Portomaso marina is the high-end yacht harbour, dominated by the Hilton tower. The marina-edge restaurants are correct and expensive. Pleasant 15-minute stroll if you are passing; not worth the bus ride otherwise.
The Valletta ferry crossing
The Sliema-Valletta ferry is a 5-minute crossing that costs €1.50 each way. It is also a small experience in itself: leave the open boat deck for the lower seating, climb back up for the approach into Marsamxett harbour, and you get the same view of the Valletta bastions that the cruise tour boats charge €35 to show you.
Do this in both directions in one day. Crossing in is the photograph of the Valletta skyline. Crossing back is the photograph of the Sliema seafront with the Tigne tower behind it. The ferries are old (1980s vintage) and creak; this is part of the experience.
Swimming spots
The Sliema “beaches” are limestone rock platforms, not sand. The most usable spots:
- Exiles Bay (Triq il-Knisja), the small sheltered swimming spot near the Carmelite chapel, with concrete steps into deeper water. Locals use it for morning swims year-round.
- Tigne Point platforms at the tip of the peninsula, broader rock platforms with sea-access ladders.
- Surfside Sliema at Fond Ghadir, a small concrete-and-rock platform with kiosks behind. Family-friendly for the gradient.

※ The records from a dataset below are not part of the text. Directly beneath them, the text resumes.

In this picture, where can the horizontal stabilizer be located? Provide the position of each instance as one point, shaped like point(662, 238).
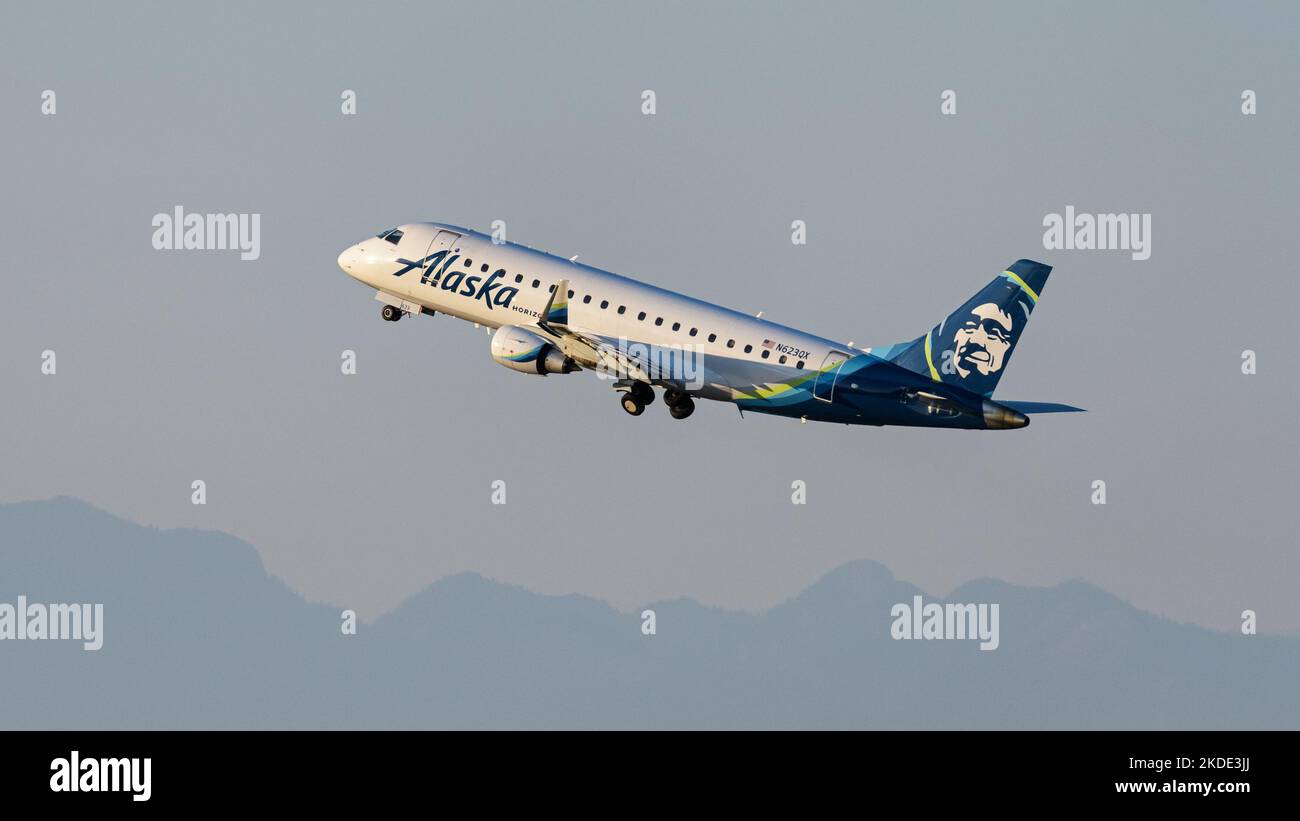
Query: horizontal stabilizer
point(1040, 407)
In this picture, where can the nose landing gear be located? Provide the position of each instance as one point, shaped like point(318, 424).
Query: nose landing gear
point(681, 408)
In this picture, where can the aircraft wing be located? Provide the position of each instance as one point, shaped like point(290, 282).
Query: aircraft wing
point(1040, 407)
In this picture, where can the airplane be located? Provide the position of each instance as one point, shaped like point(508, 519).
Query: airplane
point(557, 316)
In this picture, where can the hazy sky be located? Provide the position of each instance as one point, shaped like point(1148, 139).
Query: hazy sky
point(360, 490)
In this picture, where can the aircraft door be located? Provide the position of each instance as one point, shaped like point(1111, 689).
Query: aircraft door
point(823, 387)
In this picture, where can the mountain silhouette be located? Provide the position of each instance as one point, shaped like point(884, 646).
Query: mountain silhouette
point(198, 634)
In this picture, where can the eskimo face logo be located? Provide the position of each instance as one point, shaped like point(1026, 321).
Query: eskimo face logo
point(489, 290)
point(982, 341)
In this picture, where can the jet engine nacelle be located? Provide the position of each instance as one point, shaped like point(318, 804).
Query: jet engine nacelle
point(527, 352)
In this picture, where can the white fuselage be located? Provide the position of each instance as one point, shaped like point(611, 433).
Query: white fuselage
point(602, 303)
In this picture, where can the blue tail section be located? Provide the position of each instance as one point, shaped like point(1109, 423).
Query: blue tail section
point(974, 344)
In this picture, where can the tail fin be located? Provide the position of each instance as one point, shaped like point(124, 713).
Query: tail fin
point(974, 344)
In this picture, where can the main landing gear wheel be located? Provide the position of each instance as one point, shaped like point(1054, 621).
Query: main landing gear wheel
point(642, 391)
point(632, 404)
point(683, 408)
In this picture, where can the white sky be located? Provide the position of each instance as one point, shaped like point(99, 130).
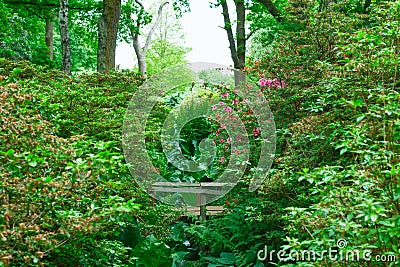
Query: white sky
point(202, 33)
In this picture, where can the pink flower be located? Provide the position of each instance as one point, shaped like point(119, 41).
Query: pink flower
point(225, 95)
point(228, 109)
point(257, 131)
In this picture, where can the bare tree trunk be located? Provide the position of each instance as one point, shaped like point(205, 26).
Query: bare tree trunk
point(238, 49)
point(229, 32)
point(142, 51)
point(65, 41)
point(140, 54)
point(240, 33)
point(272, 9)
point(107, 35)
point(50, 35)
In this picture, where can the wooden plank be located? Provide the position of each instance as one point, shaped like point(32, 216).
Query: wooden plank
point(186, 190)
point(211, 210)
point(167, 184)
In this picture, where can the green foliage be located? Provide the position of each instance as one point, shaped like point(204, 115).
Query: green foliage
point(163, 54)
point(330, 75)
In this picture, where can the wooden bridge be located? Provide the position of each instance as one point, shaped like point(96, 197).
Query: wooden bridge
point(202, 192)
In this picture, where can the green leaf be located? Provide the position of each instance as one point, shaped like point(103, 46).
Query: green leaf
point(152, 252)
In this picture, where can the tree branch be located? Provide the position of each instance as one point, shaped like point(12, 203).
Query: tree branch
point(155, 25)
point(56, 5)
point(251, 33)
point(228, 28)
point(272, 9)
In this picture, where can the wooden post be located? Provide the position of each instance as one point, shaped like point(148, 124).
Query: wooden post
point(203, 208)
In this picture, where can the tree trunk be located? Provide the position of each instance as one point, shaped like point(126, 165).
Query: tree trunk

For a sand beach you need to leave the region. Mellieha Bay in the north is 30 minutes by car; Riviera Beach (Ghajn Tuffieha) is 45 minutes.
What about Paceville
Paceville is the nightlife strip at the northern end of St Julian’s. From around 22:00 to 03:00 it concentrates Malta’s club, drink-deal and stag-party scene. There is nothing wrong with going if that is the night you want; there is something wrong with booking a hotel within audible distance of it without knowing what you are booking. The two go separately:
- Daytime Paceville is empty, with morning-after debris being cleaned up. Nothing to do.
- Evening Paceville (after 22:00) is loud, sticky, mostly under 25, almost entirely British and Italian.
If you are travelling with kids, with elderly parents, or as a couple looking for a quiet break, route around Paceville entirely. If you are travelling with a group of 20-somethings for a stag weekend, this is what you came for.
Skip
- The Bay Street Complex in St Julian’s, a mid-2000s shopping mall on the Paceville strip. Identical to any mall in Europe, with the bonus of being directly above an active nightclub.
- Most of the chain restaurants along Bisazza Street in Sliema. T.G.I. Fridays, Hard Rock, the Maltese mid-market chain clones. Eat at Ta’ Kris, Capo Crudo, Tarragon, or any of the small Maltese kitchens a block back from the seafront instead.
- The Maltese folklore evening shows at the larger hotels. Folklore-as-floor-show, not the real festas (those are on a public calendar in the inland villages; see the Mdina, Rabat & the centre hub).
Half-day cultural excursions from Sliema
The strength of Sliema as a base is not its own attractions but its proximity to the rest of Malta. From the Strand Wharf you can be in Valletta in 5 minutes, in Mdina in 50 minutes (bus #202 direct), or in Mellieha in 70 minutes (bus #X1). Treat your hotel as the bedroom and the rest of the country as the day’s program.